Of course there could be other strings that are still worse, but I do think "aaaaa...aaaaab" is worst case. So I do think O(n2) is correct.

For fun I also tried `c[0] = 'b';` which gave me:

``````n = 10000, time = 3ms, time/last = 3.000000
n = 14142, time = 2ms, time/last = 0.666667
n = 19999, time = 0ms, time/last = 0.000000
n = 28282, time = 0ms, time/last = NaN
n = 39996, time = 0ms, time/last = NaN
n = 56562, time = 16ms, time/last = Infinity
n = 79990, time = 4ms, time/last = 0.250000
n = 113122, time = 3ms, time/last = 0.750000
n = 159978, time = 2ms, time/last = 0.666667
n = 226243, time = 0ms, time/last = 0.000000
n = 319955, time = 5ms, time/last = Infinity
n = 452484, time = 6ms, time/last = 1.200000
``````

• @ckcz123 Could you briefly explain the regex you used in the code? I tested on regex.com, but it doesn't work. Thank you in advance!

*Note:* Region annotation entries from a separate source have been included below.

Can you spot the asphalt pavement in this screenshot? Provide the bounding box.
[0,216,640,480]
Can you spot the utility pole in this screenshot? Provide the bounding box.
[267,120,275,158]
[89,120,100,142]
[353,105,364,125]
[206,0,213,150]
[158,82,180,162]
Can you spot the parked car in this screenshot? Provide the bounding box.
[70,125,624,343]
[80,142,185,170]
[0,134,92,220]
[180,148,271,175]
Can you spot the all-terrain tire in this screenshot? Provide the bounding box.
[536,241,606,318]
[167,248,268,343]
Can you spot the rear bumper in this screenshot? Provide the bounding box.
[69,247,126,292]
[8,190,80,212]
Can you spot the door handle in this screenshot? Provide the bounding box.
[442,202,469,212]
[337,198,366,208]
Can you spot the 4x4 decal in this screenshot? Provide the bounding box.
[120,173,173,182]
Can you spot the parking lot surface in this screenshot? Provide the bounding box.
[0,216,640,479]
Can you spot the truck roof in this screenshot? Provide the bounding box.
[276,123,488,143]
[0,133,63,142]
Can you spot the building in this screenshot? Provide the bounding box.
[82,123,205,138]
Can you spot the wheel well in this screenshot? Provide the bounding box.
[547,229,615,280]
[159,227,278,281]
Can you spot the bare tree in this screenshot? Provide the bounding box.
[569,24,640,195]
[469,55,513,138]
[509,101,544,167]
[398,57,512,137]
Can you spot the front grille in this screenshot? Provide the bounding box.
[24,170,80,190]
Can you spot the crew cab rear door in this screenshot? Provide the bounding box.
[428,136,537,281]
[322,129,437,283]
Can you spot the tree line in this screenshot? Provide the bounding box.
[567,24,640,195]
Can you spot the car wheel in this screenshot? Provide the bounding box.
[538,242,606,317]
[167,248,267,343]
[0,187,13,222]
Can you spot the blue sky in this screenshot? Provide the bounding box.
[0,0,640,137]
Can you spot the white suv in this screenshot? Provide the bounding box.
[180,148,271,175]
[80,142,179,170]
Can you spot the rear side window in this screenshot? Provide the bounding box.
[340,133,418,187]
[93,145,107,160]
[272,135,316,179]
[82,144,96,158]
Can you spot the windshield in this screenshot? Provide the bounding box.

• @Heronalps What does "it doesn't work" mean? You don't think any details would be helpful?

(For me it also doesn't work there, but that's because regex.com doesn't seem to exist.)

• @StefanPochmann Sorry for the typo, that was regexr.com. I entered both regular expression ^([a-z]+)\1+\$ and (.+)\1+ to test them by an example string (i.e. abcabcabc) in the textbox. But the regexr.com doesn't seem capture the string.

These two regex works in Java for sure, but, as a newbie to regex, I just like to understand the meaning of them. Thank you!

• @Heronalps Ok, I just tried that there, and it tells me that both of those regexes match that string (as they should). Are you sure that's exactly what you tested? If so, can you show a screenshot?

Edit: Saw that I can share it: http://regexr.com/3essk
Can you share yours that doesn't work?

• I think I figure it out. First, the escape character before backslash is not necessary @regexr.com. Second, ^ and \$ don't match strings in different lines probably because of the carriage return.